SURVIVING ‘THE AMAZON’: SERVICE THE HELL OUT OF THEM!
Amazon dominates online sales traffic, equaling all other e-commerce sites combined when measured across 11 retail categories. While retail stores still attract a significantly larger share of consumers’ purchases for many purchasing categories, there are some service-minded practices that can help retailers compete with and even out-sell ‘The Amazon’.
Practice 2: Service the HELL Out of Them!
It is well known that when tackling any type of home project, having the right tools makes for much easier work. Likewise beating e-commerce retailers with exceptional service is easy and can actually become second nature when adopting certain guidelines within the retail setting.
- Manage your inventory. Provide convenience by having the products that customers want, immediately when they want them. While inventory turns must be managed to maintain healthy cash flow, retailers should scale their inventory toward the items that move. Understand and prepare for seasonality. Good ERP software is available, many at fairly low cost, to provide trends and recommendations regarding stock levels.
- Create events/experiences. Partner with like-minded brands, experts, artists, and organizations to host events in your store or parking lot. Ask your suppliers to support your efforts. Conduct learning sessions or hold customer appreciation days. It may sound simple, but the fact of the matter is that customers are much more likely to shop with you again and become loyal customers if you offer a better experience than your competitors.

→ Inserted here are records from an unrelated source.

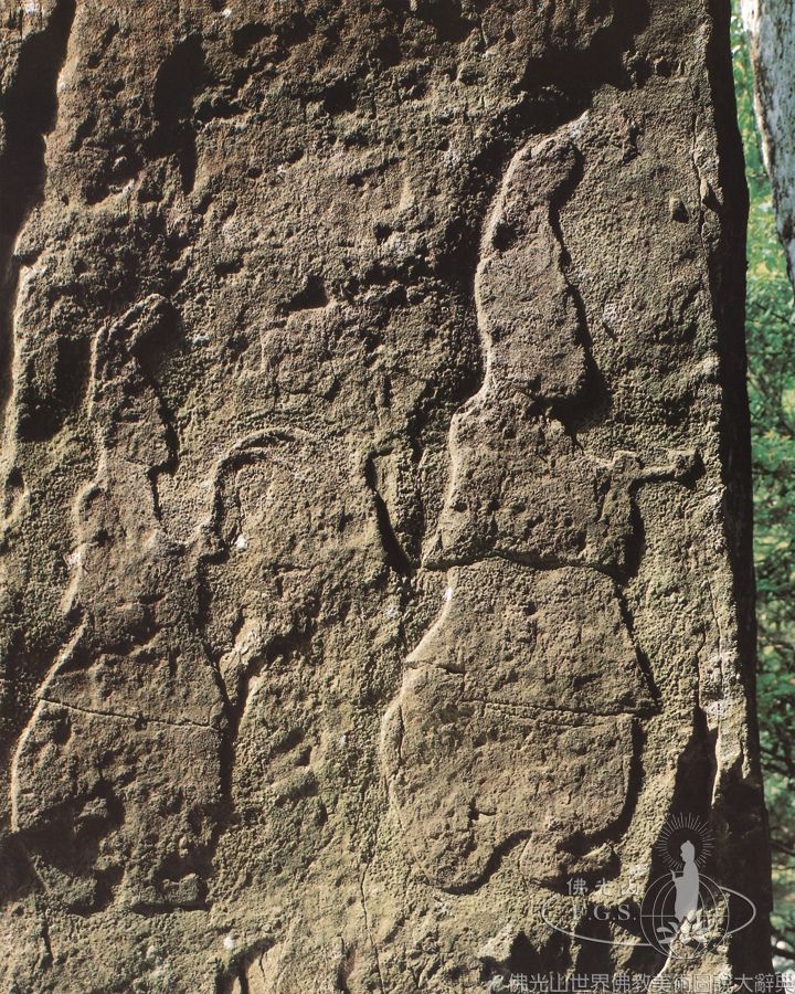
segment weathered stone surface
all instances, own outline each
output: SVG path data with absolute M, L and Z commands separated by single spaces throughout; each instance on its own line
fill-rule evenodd
M 3 10 L 2 990 L 764 969 L 727 11 Z

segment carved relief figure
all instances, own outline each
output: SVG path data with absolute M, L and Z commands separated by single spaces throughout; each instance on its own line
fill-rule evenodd
M 169 305 L 150 297 L 96 338 L 99 463 L 77 504 L 65 605 L 76 632 L 13 762 L 13 828 L 43 856 L 42 874 L 60 873 L 52 852 L 71 853 L 61 882 L 83 911 L 123 880 L 134 907 L 201 903 L 221 802 L 223 698 L 193 623 L 191 557 L 157 498 L 173 442 L 142 357 L 172 330 Z
M 446 600 L 384 719 L 405 838 L 451 890 L 477 886 L 520 839 L 537 880 L 593 848 L 621 822 L 633 725 L 655 708 L 621 590 L 633 493 L 682 477 L 692 458 L 601 459 L 572 427 L 598 401 L 560 221 L 579 169 L 565 130 L 526 145 L 486 225 L 485 378 L 451 427 L 449 491 L 424 561 L 447 571 Z

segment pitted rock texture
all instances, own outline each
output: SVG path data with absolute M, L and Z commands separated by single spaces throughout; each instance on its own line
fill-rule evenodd
M 676 973 L 682 812 L 765 969 L 728 10 L 0 31 L 2 990 Z

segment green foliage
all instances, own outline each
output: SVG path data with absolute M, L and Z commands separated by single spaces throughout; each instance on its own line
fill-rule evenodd
M 750 192 L 746 339 L 754 474 L 757 695 L 773 845 L 774 943 L 795 963 L 795 307 L 753 109 L 745 34 L 732 18 Z

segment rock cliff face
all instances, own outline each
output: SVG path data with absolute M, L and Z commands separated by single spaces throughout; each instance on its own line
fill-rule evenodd
M 2 991 L 764 969 L 728 11 L 2 11 Z

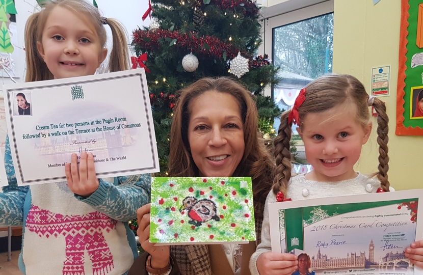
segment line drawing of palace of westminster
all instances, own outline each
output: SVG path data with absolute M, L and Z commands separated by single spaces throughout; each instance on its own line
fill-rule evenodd
M 319 248 L 316 257 L 311 257 L 311 269 L 328 269 L 342 268 L 375 268 L 379 270 L 411 270 L 412 265 L 410 260 L 404 256 L 404 252 L 389 252 L 379 260 L 374 259 L 375 244 L 373 240 L 368 245 L 368 258 L 366 258 L 365 252 L 360 254 L 352 252 L 347 253 L 346 258 L 328 257 L 327 255 L 322 255 Z

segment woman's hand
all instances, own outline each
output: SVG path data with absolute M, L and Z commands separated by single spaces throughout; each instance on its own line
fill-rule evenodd
M 80 170 L 78 171 L 78 155 L 72 154 L 70 163 L 65 166 L 66 180 L 71 191 L 82 197 L 89 197 L 97 190 L 100 182 L 95 178 L 94 157 L 91 152 L 81 152 Z
M 297 268 L 297 255 L 288 253 L 265 252 L 257 259 L 260 275 L 290 275 Z
M 141 247 L 151 255 L 151 266 L 158 269 L 164 268 L 169 263 L 170 257 L 170 246 L 169 245 L 155 246 L 150 242 L 150 204 L 146 204 L 137 210 L 138 229 L 137 235 Z
M 423 268 L 423 240 L 412 243 L 411 248 L 407 248 L 404 256 L 410 259 L 410 262 L 420 268 Z

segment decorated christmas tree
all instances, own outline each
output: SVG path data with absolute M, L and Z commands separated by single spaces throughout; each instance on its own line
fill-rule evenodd
M 227 76 L 243 84 L 256 98 L 259 129 L 275 135 L 274 118 L 281 110 L 263 95 L 276 84 L 277 69 L 268 56 L 257 56 L 261 43 L 260 9 L 251 0 L 153 0 L 143 18 L 149 28 L 134 31 L 138 58 L 144 67 L 153 109 L 161 171 L 166 175 L 175 93 L 205 77 Z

- Know your Products! Shoppers prefer to buy from people rather than faceless companies. Insure that you and your staff know your products so that a trusting relationship is built with your customer base. Try new products or have your customers try products and report back to you with their findings. Ask your suppliers to support these efforts.
- Create a loyalty program. Seventy-two percent of U.S. businesses with loyalty programs see a return on their investment (Experian), yet only half of retailers have some form of customer loyalty program in place. The simpler the loyalty program, the better. For example, create a point system for each dollar spent or desired customer action. Then set up milestones for customers to redeem their points.